Hi, Never written anything here, so sorry if I get it wrong.
I am just so fed up with MS, i’m 36 and was diagnosed when I was 26 and yes at the start it didnt really effect too much, but now, I just want to cut some of my limbs off. My left side is so heavy and numb and I constantly trip on a perfectly level surface, wohoo go me?? I even done a rather impressive body board manoeuver in the front door not that long ago.
To be honest, so days think I just need someone to have a good ole moan to, but what do you say. I’m not being rude or offensive and I love my Mum, but OH she does my head in.
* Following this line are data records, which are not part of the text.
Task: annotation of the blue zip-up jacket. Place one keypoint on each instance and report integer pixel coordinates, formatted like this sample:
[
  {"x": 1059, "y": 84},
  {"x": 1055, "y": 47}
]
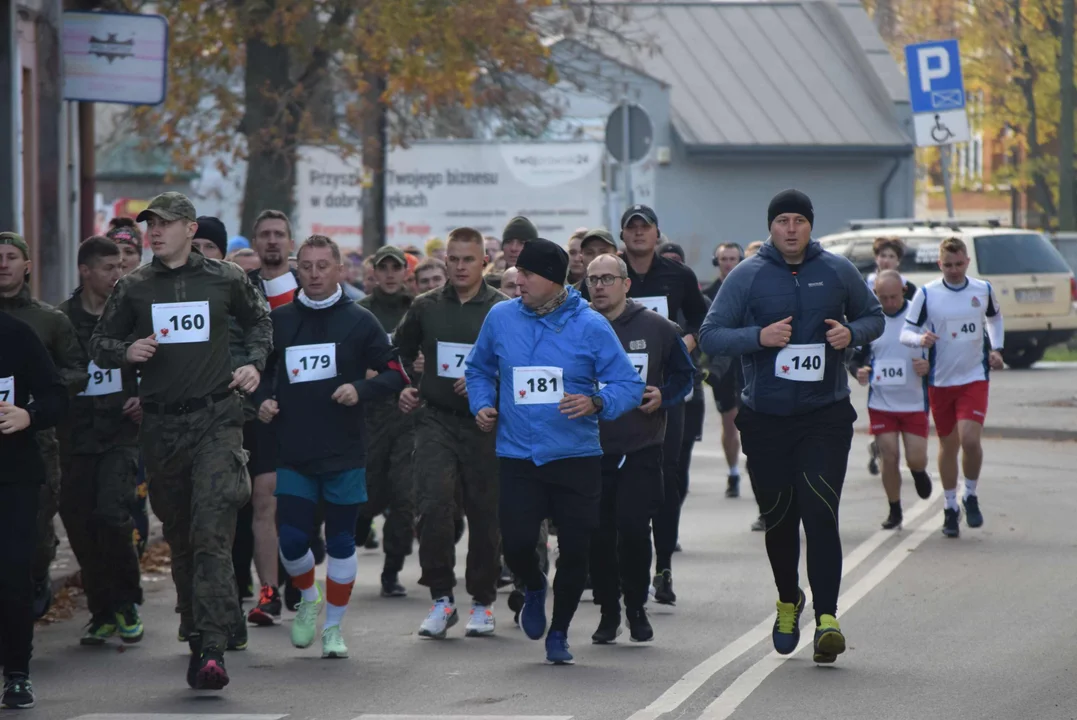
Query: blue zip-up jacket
[
  {"x": 574, "y": 338},
  {"x": 761, "y": 291}
]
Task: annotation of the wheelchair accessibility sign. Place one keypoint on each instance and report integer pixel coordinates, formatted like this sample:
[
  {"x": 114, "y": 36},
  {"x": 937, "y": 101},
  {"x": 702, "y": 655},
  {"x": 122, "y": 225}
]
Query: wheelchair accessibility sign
[{"x": 937, "y": 93}]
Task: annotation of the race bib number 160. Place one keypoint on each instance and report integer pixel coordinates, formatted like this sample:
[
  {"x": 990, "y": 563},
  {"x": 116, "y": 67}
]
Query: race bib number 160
[{"x": 537, "y": 385}]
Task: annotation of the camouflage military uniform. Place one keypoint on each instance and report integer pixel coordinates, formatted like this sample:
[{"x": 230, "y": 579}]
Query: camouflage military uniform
[
  {"x": 99, "y": 454},
  {"x": 58, "y": 336},
  {"x": 390, "y": 485},
  {"x": 192, "y": 425},
  {"x": 451, "y": 451}
]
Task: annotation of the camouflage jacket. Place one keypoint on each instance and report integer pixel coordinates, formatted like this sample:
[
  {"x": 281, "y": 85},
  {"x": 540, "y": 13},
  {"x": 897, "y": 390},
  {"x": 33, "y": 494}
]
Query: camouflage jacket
[
  {"x": 56, "y": 333},
  {"x": 194, "y": 368},
  {"x": 96, "y": 423}
]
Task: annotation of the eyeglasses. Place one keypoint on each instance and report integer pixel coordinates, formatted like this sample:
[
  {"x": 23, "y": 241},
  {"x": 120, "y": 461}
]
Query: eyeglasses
[{"x": 595, "y": 281}]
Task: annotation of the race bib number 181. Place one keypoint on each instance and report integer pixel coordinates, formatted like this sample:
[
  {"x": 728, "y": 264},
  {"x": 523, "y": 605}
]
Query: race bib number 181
[
  {"x": 181, "y": 322},
  {"x": 310, "y": 363},
  {"x": 537, "y": 385}
]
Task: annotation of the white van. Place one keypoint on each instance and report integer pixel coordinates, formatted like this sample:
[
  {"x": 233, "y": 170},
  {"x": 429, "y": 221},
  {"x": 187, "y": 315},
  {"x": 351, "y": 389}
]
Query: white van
[{"x": 1034, "y": 283}]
She ask, how you feeling today, i’ve learned to just answer with i’m fine, because if I say ‘my left arms is sore heavy etc’ all I get is ‘oh I know how you feel, my arms feel like that oll the time’ HOW?? my Mum doesn’t have MS, Its almost like she just asks sometimes so she can give me a running list of her sore bits AND what makes it worse, my sister is getting in the the act too ‘oh my legs are tired all the time’ - So just so I don’t have to listen, I always say now ‘I’m fine’ which is never followed by how are you, which may seem a bit rude.
I suppose I just want to be able to explain how I feel without the ‘oh I know how you feel’ line, its just so sole destroying sometimes.
Sorry about my wee rant, but I just feel awful, drained, heavy and the people around me seem to think they know how I feel better than I do and its so so frustrating.